Cross‑chain liquidity hubs like THORChain promise seamless asset swaps, but their complexity makes them prime targets for sophisticated attacks. The May 15 exploit, which siphoned $10.7 million, underscores how a single proposer‑forgery flaw can bypass transaction finality checks and release funds before deposits are confirmed. While THORChain’s total value locked sits near $30 million, the loss represented a sizable portion of its capital, shaking confidence among liquidity providers and prompting a sharp, 15% dip in the RUNE token price.

The dispute between V12 and THORChain brings the broader issue of bug‑bounty sustainability into focus. After retiring its program in early 2026—citing an influx of AI‑generated submissions—THORChain left researchers without a clear financial incentive to disclose vulnerabilities responsibly. V12’s claim that its April 28 report was silently patched yet never rolled out illustrates how gaps in coordination can leave critical bugs unaddressed.
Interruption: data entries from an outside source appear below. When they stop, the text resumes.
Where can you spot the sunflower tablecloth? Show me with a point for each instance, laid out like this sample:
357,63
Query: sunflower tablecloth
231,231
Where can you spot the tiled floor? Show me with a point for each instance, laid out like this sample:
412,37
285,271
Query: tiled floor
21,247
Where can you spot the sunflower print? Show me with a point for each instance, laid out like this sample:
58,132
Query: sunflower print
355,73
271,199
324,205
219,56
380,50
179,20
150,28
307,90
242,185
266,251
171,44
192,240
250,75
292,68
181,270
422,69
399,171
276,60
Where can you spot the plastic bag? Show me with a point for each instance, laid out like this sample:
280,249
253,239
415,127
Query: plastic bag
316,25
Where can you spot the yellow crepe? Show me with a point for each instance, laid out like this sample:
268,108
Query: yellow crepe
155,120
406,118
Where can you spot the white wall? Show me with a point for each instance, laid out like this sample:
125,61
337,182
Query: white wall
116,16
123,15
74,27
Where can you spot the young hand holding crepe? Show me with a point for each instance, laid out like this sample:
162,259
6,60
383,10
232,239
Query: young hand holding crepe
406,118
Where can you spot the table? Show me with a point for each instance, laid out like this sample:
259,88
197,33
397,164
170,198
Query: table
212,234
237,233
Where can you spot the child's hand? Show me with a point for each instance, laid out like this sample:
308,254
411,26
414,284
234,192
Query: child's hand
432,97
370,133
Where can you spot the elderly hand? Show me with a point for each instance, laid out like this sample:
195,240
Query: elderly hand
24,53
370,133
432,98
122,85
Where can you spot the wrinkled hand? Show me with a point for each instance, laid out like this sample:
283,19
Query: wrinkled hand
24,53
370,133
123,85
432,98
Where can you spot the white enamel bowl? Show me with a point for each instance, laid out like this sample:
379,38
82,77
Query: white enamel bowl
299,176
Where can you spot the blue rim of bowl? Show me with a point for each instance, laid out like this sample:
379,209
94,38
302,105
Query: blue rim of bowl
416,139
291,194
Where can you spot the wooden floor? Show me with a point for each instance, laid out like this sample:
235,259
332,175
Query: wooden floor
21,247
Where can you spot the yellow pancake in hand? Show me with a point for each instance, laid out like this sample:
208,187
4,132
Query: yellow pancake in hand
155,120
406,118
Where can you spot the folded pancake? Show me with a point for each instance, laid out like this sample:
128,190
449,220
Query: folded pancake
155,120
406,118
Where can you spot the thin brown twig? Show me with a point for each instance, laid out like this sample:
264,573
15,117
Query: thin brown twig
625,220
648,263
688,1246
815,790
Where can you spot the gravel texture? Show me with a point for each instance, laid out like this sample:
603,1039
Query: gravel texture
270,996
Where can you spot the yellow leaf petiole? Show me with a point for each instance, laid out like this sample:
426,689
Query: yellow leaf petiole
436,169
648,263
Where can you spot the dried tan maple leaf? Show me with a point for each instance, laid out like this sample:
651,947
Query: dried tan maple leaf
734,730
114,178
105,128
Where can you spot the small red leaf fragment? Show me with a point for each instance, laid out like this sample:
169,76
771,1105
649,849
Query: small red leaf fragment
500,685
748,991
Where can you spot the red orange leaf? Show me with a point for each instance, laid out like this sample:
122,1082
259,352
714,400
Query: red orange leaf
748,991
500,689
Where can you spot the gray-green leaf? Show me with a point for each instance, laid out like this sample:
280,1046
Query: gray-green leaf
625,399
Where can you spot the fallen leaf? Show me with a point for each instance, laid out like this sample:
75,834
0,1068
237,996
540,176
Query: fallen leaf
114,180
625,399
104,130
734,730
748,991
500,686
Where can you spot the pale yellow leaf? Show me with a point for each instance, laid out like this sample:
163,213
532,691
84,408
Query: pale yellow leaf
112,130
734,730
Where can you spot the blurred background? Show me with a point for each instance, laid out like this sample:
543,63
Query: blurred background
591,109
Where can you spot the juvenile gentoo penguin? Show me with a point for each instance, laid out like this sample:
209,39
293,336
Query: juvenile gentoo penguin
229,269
In the fast‑moving DeFi space, delayed patches and ambiguous reward structures can turn a preventable flaw into a costly breach.

Looking ahead, the public release of exploit code by V12 could accelerate both defensive hardening and malicious targeting. Investors and custodians will likely demand greater transparency, formalized bounty frameworks, and rigorous continuous‑integration pipelines to ensure patches reach validators before attackers can act. Regulators may also scrutinize protocols that operate without clear disclosure policies, potentially shaping future compliance standards for decentralized finance platforms.